* * *
After coming to a quasi-agreement with Steven on a price for Nice Pair, Kirk and I felt pretty confident in our prospects of becoming future catamaran owners. We can make this deal work, we thought. We’re so close.
In the span of a fortnight, our dream was flipped on its head.
The downfall, in fact, started at the beginning of our interactions with Steven.
He wasn’t exactly a straight shooter. Conversations with him ran around in circles. During negotiations, he’d try to rationalize his exorbitantly high price for Nice Pair by quoting the price of various upgrades done to the boat from when they were new.
The 55’ carbon mast was supposedly worth $65k. Sure, two decades ago. Today you can buy a brand new carbon mast for $35k.
Steven said he put $20k worth of parts and upgrades into the boat, and believed he should recoup 100% of this cost in the sale. Yes, maybe, if the boat was a house, and the upgrade was radiant flooring. But boats are not houses. They’re like cars. Cars get used and abused. Trying to sell a used car for more than its Kelley Blue Book value by promoting the couple thousand-dollar paint job it received 10 years ago doesn’t work. Especially if that car was just involved in a fender bender.
And Nice Pair’s fender bender? The R2AK in 2016. During this brutal 750-mile race from Washington to Alaska, the boom ripped off the mast, twice. Not to mention the rest of the wear and tear (i.e. chaffed Spectra rigging, temporary patches to holes in the hull from smashing against a concrete pier, dented/bent aluminum bowsprit from said collision with pier) the boat sustained whilst sailing through the harsh latitudes of the northern Pacific.
As far as we could tell, Steven’s head was in the clouds about how much this boat was worth.
Which seemed strange, considering how he treated his boat. During Kirk’s second trip to Seattle to help him get Nice Pair out of the water and onto a trailer, Kirk was aghast at Steven’s carelessness. In an attempt to detach a part of the hull, he couldn’t be bothered to find the right wrench to loosen the screws, so instead he started hacking a hole in the fiberglass to pry the section loose. Then, without warning, this 2×6’ box fell from eight feet onto the ground, cracking the fiberglass in several places.
Kirk was livid. “He couldn’t spend an extra two minutes looking for a wrench?” he told me over the phone. “He couldn’t spend five to tie a strap to lower the box properly? What else has he damaged that we don’t know about?”

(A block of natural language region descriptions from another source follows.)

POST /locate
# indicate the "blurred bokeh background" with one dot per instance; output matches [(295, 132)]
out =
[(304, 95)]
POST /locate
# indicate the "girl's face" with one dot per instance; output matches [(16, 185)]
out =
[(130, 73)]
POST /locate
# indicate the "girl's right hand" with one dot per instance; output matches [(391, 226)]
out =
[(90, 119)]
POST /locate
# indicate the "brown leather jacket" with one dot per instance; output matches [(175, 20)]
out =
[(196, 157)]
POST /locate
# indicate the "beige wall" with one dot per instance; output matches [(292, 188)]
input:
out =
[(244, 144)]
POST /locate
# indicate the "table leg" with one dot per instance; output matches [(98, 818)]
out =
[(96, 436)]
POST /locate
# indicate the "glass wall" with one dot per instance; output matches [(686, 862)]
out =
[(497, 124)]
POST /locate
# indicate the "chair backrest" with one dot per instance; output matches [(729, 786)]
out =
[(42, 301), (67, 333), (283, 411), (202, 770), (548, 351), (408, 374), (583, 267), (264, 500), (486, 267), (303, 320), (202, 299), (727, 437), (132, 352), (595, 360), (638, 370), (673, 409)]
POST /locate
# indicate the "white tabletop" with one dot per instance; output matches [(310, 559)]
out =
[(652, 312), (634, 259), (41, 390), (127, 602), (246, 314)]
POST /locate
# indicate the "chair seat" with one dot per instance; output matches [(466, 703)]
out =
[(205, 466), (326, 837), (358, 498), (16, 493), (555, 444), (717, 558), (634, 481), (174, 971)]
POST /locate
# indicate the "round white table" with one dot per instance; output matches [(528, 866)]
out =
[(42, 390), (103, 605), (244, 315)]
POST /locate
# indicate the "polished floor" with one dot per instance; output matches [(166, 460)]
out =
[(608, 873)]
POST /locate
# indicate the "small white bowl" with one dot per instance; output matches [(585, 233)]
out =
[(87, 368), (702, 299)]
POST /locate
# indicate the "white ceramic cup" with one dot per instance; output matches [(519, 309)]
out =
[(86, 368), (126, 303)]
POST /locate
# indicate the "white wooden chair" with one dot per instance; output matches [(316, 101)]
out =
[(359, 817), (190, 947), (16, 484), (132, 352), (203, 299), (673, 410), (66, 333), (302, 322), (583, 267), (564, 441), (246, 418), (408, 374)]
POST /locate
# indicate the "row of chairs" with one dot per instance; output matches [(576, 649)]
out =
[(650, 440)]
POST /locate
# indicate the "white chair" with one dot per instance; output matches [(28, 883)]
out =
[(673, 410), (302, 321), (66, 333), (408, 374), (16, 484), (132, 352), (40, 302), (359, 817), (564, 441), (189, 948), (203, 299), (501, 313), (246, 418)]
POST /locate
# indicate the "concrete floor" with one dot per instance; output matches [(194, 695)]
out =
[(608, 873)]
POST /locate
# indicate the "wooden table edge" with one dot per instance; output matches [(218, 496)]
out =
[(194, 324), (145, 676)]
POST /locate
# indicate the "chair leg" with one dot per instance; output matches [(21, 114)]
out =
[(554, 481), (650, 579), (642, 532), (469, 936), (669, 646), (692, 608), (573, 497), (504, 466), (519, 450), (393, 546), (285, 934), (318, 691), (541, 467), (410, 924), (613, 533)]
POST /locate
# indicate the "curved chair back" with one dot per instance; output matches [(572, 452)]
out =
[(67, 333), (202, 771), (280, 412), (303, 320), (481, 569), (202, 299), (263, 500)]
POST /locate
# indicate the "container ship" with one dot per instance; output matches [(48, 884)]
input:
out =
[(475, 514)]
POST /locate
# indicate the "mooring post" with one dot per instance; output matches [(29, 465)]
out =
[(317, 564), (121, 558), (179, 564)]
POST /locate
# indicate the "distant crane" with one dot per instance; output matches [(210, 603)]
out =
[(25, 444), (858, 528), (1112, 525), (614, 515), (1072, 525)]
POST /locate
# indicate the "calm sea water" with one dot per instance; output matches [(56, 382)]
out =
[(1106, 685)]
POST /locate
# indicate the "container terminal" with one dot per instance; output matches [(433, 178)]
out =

The final straw was Steven’s closing remark in one of his last emails to us. This came after we had agreed on a price. This came after we conceded one of the sails in the inventory (a brand new screecher), told him to not worry about repairs he promised he’d do, and said we’d find alternate transportation to tow the boat across the country (even though he offered us use of his truck). After all of these concessions, this:
“The offer is standing at this time, but I wonder if I am doing the right thing. Every other day I am not sure I want to sell the boat.”
We’re sorry, you’re not sure what?
This guy doesn’t even know if he wants to sell.
That’s a problem we can’t help him with. We can’t convince someone to sell their property for a fair price when they don’t even know if they want to sell.
It took Kirk and me a few days to come to terms with the reality of our situation. Maybe if we had oodles of cash lying around that we didn’t know what to do with we could convince Steven to sell us Nice Pair, knowing full well — and not giving a hoot — that we’d get next to none of it back if we needed to sell her. But we don’t have oodles of cash lying around. We have a small sum we’ve worked really hard to save over the last eight years. We need to be sure that the boat we put our money into is a boat that’s going to float.